Alan McLean <[EMAIL PROTECTED]> wrote in 
sci.stat.edu:
>The use of the t distribution in inference on the mean is on the whole
>straightforward; my question relates to the theory underlying this use.
>If Z = (X - mu)/sigma is ~ N(0, 1), then is T = (X - mu)/s (where s is
>the sample SD based on a simple random sample of size n) ~ t(n-1)?

Yup.

This is one example of the general principle: In doing a hypothesis 
test, you compute the value of a suitable test statistic, which has 
a known distribution. Then you compute the probability of getting 
that test statistic (or one even more extreme) for a sample the size 
of yours, just by random selection. That probability is your p-
value, which you compare to alpha. (The classical approach instead 
computes the critical value of the test statistic based on alpha, 
and compares the actual value of the test statistic to the critical 
value.)

>So my question is: how do YOU explain to students what a confidence
>interval REALLY is?

I explain it this way:

It is the result of a process. For example, a 95% confidence 
interval is the result of a process that, for 95% of possible good 
random samples, gives you an interval that contains the true 
population parameter (e.g. mean). So if you take a good random 
sample and compute a 95% confidence interval, there is a 95% chance 
that the true population parameter is within the computed interval.

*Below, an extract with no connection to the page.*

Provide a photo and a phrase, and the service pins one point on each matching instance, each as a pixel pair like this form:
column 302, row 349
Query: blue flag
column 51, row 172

The problem, of course, is that you have no way to know, for any 
given sample, whether this is one of the 19 out of 20 that will lead 
to a correct confidence interval or one of the unlucky 1 out of 20.

I like Eliot Cramer's "bet" idea, and I think I'll steal it. :-)

-- 
Stan Brown, Oak Road Systems, Cortland County, New York, USA
                                  http://OakRoadSystems.com/
"My theory was a perfectly good one. The facts were misleading."
                                   -- /The Lady Vanishes/ (1938)
.
.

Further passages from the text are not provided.